C. Inmates in categories A and B, above, shall receive interviews at least weekly by the institution’s professional treatment staff. The Program Review Committee shall release an inmate from Administrative Custody or Disciplinary Custody as soon as appropriate.
. The regulations, in effect in somewhat varying forms from November 1, 1972 until February 18, 1984, were the product of formal rulemak-ing procedures under the Commonwealth Documents Law (“CDL"), 45 Pa.Stat.Ann. §§ 1201-1208 (Purdon Supp.1985) and were codified at 37 Pa.Admin. Code chap. 95. They were disseminated within the Bureau of Corrections in the form of Administrative Directive 801, which differed from the codified regulations only in the manner sections and subsections were numbered. The relevant provisions of Administrative Directive 801 during the period of Sour-beer’s confinement appear as an appendix to this opinion.
. Commissioner of Corrections Robinson was found not liable because, the district court held, he performed no actionable conduct. Sourbeer does not dispute this finding in this appeal.
. We recognize that the Commissioner might simply have viewed his memorandum as a permissible interpretation of Administrative Directive 801. Under our decision in Drayton, however, it is clear that his interpretation was invalid.
. The initial publication of the Directive was accompanied by a recitation of steps taken in *1101compliance with the CDL. See 2 Pa.Admin.Bull. 1771 (1972).
. The appellant officers have cited former 71 Pa.Stat.Ann. § 306 (repealed 1984) as a fount of authority for the H.V.A. memoranda.
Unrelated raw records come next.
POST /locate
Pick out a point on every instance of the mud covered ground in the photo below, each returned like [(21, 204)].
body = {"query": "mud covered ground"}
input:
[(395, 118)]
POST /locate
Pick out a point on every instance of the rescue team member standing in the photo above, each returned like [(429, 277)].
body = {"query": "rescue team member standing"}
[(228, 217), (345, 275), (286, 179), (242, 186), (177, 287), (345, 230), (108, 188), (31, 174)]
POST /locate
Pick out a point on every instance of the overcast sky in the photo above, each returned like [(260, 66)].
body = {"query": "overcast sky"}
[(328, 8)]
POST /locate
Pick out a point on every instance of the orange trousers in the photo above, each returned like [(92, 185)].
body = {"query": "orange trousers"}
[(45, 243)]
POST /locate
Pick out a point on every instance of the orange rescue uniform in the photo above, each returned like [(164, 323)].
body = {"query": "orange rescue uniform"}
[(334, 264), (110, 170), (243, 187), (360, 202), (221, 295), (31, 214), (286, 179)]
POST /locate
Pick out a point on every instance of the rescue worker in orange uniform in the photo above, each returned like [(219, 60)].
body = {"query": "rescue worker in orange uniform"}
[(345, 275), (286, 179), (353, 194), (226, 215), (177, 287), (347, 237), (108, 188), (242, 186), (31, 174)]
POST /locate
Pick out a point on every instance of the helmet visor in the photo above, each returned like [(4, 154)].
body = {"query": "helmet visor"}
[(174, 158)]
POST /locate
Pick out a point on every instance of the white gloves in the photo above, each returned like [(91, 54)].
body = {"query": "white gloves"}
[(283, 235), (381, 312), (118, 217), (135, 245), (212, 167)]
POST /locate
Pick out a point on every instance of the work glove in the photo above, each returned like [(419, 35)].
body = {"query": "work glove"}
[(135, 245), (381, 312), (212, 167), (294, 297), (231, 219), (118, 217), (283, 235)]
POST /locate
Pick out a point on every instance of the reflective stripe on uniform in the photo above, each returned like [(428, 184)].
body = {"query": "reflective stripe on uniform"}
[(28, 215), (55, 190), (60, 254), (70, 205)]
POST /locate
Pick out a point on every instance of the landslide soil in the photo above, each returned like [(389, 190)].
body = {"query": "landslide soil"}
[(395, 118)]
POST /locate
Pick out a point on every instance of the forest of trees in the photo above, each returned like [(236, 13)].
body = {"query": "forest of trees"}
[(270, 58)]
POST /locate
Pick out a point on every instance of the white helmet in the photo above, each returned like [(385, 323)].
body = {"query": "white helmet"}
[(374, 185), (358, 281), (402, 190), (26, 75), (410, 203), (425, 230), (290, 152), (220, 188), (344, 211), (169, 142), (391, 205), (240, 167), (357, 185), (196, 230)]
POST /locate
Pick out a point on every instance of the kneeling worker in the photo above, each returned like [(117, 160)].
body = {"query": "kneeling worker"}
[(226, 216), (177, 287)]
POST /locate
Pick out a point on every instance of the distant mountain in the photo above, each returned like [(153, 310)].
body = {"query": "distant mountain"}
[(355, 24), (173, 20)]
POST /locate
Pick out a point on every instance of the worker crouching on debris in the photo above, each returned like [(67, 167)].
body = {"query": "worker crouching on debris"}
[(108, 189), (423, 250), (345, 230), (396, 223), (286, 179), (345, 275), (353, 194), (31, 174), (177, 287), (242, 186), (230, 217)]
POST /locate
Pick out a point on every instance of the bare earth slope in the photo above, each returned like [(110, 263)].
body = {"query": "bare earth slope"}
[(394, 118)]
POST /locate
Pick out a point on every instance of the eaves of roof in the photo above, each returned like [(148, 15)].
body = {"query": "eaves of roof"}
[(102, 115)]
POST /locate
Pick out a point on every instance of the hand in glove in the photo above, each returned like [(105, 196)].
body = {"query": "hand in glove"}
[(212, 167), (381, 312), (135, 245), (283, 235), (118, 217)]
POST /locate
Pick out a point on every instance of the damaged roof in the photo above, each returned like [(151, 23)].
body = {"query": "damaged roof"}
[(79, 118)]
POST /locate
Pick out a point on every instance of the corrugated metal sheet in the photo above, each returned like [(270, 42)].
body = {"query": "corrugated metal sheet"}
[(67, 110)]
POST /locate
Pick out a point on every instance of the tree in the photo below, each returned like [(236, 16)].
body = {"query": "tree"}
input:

That provision authorized the Commissioner, "[s]ubject to the approval of the Department of Justice, to make such by-laws, rules and regulations for the management of the institution." We need not decide here to what extent this permits the Commissioner to exercise rulemaking authority through procedures other than those prescribed by the CDL, cf. Lowery v. Cuyler, 521 F.Supp. 430 (E.D.Pa.1981), for here we deal only with the problem of priority where the Commissioner’s informal memoranda conflict with published regulations.
. Subsequent to the district court’s decision, St. Claire was overruled by Shabazz v. O’Lone, 782 F.2d 416 (3d Cir.1986) (in banc), which announced a new standard for evaluating prisoners’ free exercise claims. Because we affirm on the alternative ground, we need not consider the effect of Shabazz on this case.
. It might be argued that because officials are likely to know less about unsentenced inmates than sentenced inmates, a valid distinction may be drawn. Even assuming this is so (and, indeed, we have implicitly recognized such a distinction in allowing 35 days before Sourbeer’s first opportunity to be heard), it would not hold true indefinitely. The appellant prison officers had ample opportunity to become acquainted with Sourbeer, had they sought to do so.
. The dissent argues that prior Third Circuit precedents are distinguishable because they only dealt with initial placements in restrictive housing, not subsequent renewals of such placements. This distinction, which was not proffered by any party, does not suffice to immunize the appellant officers under the People of Three Mile Island test. We see no basis for a reasonable prison officer applying general legal principles to conclude that less process is due to prisoner facing a second or third “term” in restrictive housing than is due upon initial placement. We also think it is clear, contrary to the dissent’s suggestion, that the appellant officers’ lack of legal training and reliance on the views of the Commissioner do not make them immune from liability. See Malley v. Briggs, — U.S. —, 106 S.Ct. 1092, 89 L.Ed.2d 271 (1986) (police officer who lacks objectively reasonable basis for applying for arrest warrant liable despite magistrate’s approval of application).
. Indeed, even in Davidson the reference to gross negligence was dicta (the case involved negligence) and was not joined by a majority of the court. 752 F.2d at 828 & 828 n. 8.
. In such a situation the officer may be entitled to Harlow immunity, based on the objective reasonableness of the conduct, but that does not mean there is no due process violation in the first instance.